What “fragrance” actually means on a label
Under longstanding labeling rules, “fragrance” (or “parfum”) is treated as a trade secret. A company can list dozens of individual synthetic chemicals — solvents, fixatives, the scent compounds themselves — under that one word, without disclosing any of them. So when you read “fragrance” on an ingredient list, the honest translation is: an undisclosed mixture we’re not telling you about.
That’s the whole objection. It isn’t that every fragrance compound is harmful — it’s that you can’t evaluate what you can’t see. Our standard is built on readable labels, and “fragrance” is the opposite of readable.
Where it hides
- Candles. “Fragrance” in the wax is the norm; essential-oil scenting is the exception. See our non-toxic candle picks.
- Laundry & cleaning. Detergents and softeners are among the heaviest fragrance users, and it ends up on everything you wear and sleep on.
- Personal care. Lotions, deodorants, and “unscented” products that actually use a masking fragrance to cover a base scent.
The clean swaps
The fix is simple: choose products scented with disclosed, naturally derived ingredients — or nothing at all.
Dropps Dish + Hand Soap Pods
- No synthetic fragrance
- Plastic-free, cardboard-only packaging
- EWG-reviewed concentrated pods
Dish and hand cleaning with no synthetic fragrance, in plastic-free packaging.
Dr. Bronner's Pure-Castile Liquid Soap
- Fair Trade organic ingredients
- Unscented — no synthetic fragrance
- Concentrated; one bottle, many uses
Dr. Bronner’s in the unscented version is about as transparent as a cleaning product gets — a short, fully disclosed ingredient list.
Fontana Candle Co. Wood Wick Beeswax Candle
- MADE SAFE certified
- Beeswax + coconut oil
- Crackling wood wick
And for scent that’s actually pleasant, a candle scented with essential oils tells you exactly what you’re smelling.
Browse the fragrance-free options across Clean and Candles.
How to screen for it yourself
- Search the ingredient list for “fragrance” or “parfum.” If it’s there with no further detail, that’s the flag.
- Be wary of “unscented.” It sometimes means a masking fragrance was added to neutralize a smell — look for “fragrance-free” and a clean list instead.
- Favor disclosed scent. “Scented with essential oils” and a named oil list is the transparent alternative.
Frequently asked questions
Is all synthetic fragrance harmful?
Not necessarily — the issue is disclosure.
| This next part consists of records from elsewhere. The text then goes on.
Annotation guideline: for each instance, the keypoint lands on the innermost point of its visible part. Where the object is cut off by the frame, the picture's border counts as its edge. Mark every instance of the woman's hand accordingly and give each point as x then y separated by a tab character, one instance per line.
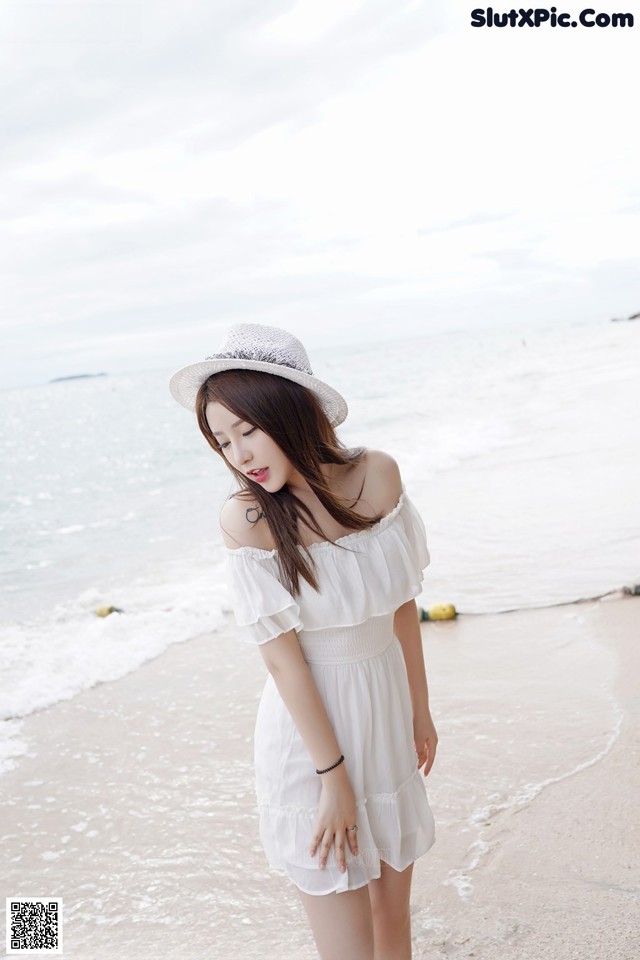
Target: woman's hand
425	739
337	812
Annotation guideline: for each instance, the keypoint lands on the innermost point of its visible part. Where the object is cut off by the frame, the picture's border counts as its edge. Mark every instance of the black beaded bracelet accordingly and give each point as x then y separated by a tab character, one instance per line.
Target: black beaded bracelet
333	765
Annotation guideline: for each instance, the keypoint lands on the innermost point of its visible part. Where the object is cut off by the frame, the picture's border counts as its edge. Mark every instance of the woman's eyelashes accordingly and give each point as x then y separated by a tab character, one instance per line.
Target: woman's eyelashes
247	433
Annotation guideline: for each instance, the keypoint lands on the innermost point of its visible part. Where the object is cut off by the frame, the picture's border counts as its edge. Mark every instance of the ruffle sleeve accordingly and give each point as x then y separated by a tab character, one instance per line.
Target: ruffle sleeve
368	573
263	608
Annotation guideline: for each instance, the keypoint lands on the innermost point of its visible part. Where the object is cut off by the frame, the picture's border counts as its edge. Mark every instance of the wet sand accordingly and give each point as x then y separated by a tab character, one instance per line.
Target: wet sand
134	802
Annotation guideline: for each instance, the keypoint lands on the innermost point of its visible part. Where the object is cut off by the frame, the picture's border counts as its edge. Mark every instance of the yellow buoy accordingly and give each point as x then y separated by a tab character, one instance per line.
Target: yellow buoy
105	611
439	611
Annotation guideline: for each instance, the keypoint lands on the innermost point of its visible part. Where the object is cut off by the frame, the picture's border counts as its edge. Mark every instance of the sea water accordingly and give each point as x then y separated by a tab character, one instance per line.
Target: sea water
519	445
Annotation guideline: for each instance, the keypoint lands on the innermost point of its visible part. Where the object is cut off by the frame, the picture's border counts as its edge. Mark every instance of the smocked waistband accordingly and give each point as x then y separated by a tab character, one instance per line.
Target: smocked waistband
343	644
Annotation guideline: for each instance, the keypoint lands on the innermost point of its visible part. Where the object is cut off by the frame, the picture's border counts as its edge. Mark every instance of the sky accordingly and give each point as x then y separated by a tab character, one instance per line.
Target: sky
346	169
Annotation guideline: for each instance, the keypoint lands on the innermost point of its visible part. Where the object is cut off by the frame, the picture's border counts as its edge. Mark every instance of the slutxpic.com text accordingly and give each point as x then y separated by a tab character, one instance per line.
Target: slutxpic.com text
547	17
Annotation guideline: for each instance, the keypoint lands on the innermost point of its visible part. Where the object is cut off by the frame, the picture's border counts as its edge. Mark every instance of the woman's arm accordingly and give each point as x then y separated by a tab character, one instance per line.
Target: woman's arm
286	664
406	627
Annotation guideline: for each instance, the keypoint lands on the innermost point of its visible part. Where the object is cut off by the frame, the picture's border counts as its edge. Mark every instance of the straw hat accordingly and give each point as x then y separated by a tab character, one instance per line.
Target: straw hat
254	346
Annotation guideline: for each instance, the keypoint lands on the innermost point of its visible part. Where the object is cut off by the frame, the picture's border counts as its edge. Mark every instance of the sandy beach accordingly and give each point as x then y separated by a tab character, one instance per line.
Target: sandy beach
135	805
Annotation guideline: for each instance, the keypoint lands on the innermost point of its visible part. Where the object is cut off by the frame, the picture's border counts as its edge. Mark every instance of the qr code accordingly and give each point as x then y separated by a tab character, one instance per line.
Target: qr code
34	926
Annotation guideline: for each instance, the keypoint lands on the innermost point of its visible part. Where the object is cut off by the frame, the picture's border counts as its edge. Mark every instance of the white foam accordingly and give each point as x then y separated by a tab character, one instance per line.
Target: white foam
54	657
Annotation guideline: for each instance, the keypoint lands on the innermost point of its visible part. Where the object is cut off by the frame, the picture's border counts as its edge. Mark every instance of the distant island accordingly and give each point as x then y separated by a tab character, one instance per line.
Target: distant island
634	316
77	376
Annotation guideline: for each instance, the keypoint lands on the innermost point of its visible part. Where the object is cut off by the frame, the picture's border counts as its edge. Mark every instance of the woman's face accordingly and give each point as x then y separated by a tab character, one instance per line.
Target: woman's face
250	450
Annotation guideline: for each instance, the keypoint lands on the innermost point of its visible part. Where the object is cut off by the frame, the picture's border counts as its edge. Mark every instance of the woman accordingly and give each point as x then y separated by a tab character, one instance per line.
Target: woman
325	554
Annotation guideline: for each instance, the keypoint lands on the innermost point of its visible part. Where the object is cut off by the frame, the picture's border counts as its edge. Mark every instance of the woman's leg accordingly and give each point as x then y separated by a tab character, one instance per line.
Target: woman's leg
341	924
389	897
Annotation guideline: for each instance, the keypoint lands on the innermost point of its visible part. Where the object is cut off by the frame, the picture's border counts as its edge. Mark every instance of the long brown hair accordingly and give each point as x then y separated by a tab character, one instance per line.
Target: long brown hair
294	418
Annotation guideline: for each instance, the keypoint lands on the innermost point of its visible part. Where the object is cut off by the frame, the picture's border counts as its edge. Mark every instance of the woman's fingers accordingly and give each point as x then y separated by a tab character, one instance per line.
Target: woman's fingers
315	843
339	846
326	846
352	840
323	842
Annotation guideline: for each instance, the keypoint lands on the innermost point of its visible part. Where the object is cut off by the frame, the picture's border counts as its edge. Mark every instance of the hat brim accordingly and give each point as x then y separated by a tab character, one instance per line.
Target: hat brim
185	383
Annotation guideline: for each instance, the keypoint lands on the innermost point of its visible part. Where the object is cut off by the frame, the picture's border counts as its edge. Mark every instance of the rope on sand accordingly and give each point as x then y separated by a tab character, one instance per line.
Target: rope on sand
447	611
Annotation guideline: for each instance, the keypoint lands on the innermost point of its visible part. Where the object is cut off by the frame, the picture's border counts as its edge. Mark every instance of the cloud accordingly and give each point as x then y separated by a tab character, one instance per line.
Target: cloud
169	168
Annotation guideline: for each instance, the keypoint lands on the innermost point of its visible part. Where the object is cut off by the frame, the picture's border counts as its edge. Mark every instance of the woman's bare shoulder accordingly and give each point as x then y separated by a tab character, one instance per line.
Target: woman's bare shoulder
243	524
383	483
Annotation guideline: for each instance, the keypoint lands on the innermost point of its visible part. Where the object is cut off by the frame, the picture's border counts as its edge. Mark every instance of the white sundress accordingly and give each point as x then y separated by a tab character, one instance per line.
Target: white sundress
346	635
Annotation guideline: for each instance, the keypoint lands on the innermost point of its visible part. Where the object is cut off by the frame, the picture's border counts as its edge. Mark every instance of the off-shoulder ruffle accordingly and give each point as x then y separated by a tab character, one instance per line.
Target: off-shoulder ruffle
364	574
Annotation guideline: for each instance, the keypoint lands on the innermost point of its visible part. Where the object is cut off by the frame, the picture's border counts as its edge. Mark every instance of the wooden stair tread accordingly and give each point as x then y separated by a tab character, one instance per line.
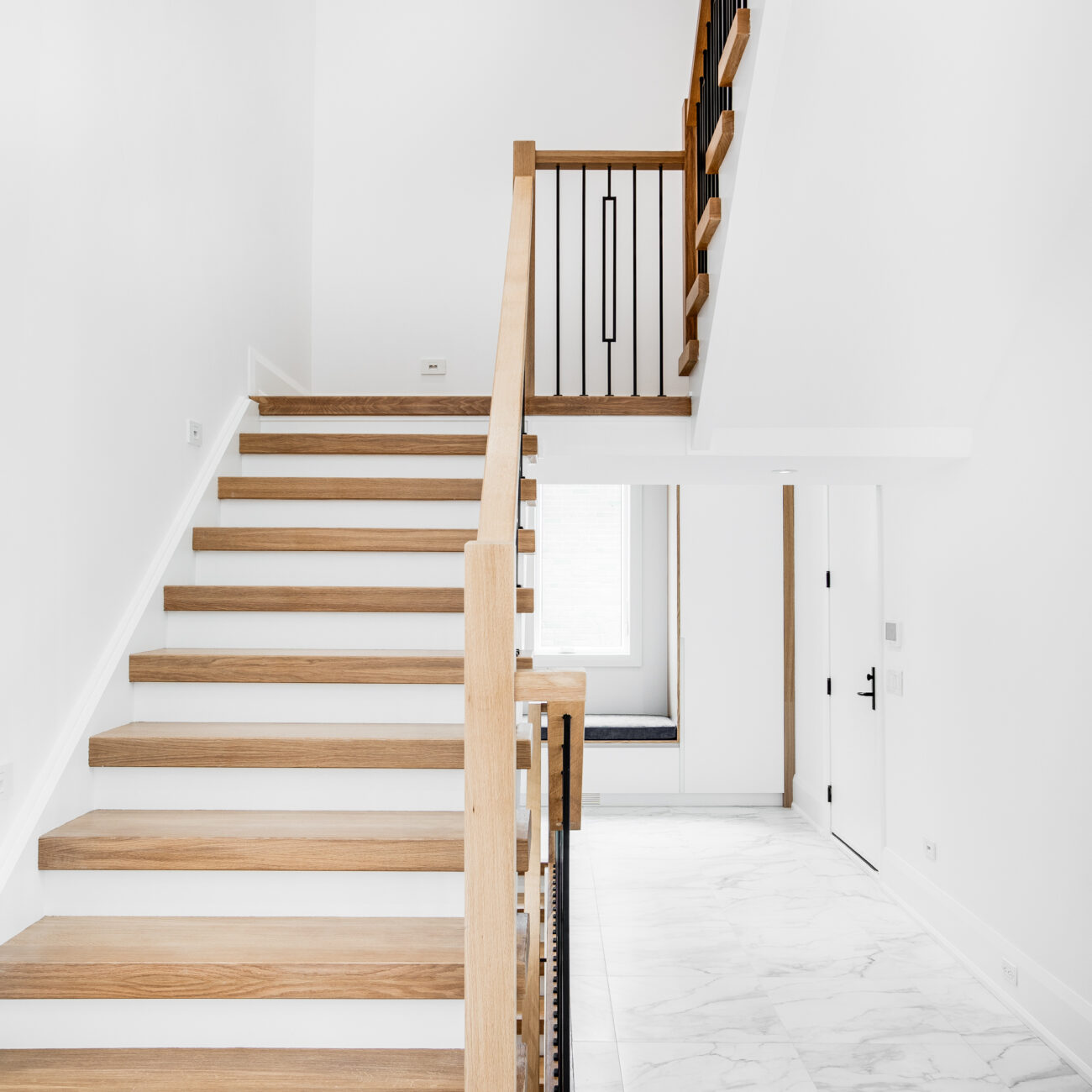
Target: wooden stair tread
301	665
262	745
375	444
357	488
102	957
266	841
354	405
239	1069
371	539
324	599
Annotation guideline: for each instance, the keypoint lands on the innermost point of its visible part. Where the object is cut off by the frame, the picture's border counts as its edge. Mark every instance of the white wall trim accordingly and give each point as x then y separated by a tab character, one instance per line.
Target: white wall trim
265	377
691	800
1054	1011
814	808
25	822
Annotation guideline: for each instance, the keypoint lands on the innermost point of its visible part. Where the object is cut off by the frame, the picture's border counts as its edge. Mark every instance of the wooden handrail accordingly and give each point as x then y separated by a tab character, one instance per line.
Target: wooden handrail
501	477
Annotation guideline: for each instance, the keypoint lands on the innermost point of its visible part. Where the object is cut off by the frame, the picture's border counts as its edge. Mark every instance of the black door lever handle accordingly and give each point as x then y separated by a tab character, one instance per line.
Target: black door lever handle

Because “fragrance” can legally hide dozens of undisclosed compounds, you can’t evaluate it. We screen for it as a transparency marker, not as a blanket claim that every fragrance is dangerous.
What’s the difference between “unscented” and “fragrance-free”?
“Fragrance-free” means no fragrance was added. “Unscented” can mean a masking fragrance was used to cover the product’s natural smell — so it may still contain fragrance compounds.
Are essential oils a safe alternative?
They’re the more transparent option because the inputs are disclosed and naturally derived. Some people are still sensitive to specific oils, so a fully unscented product is the safest choice if you react to scent.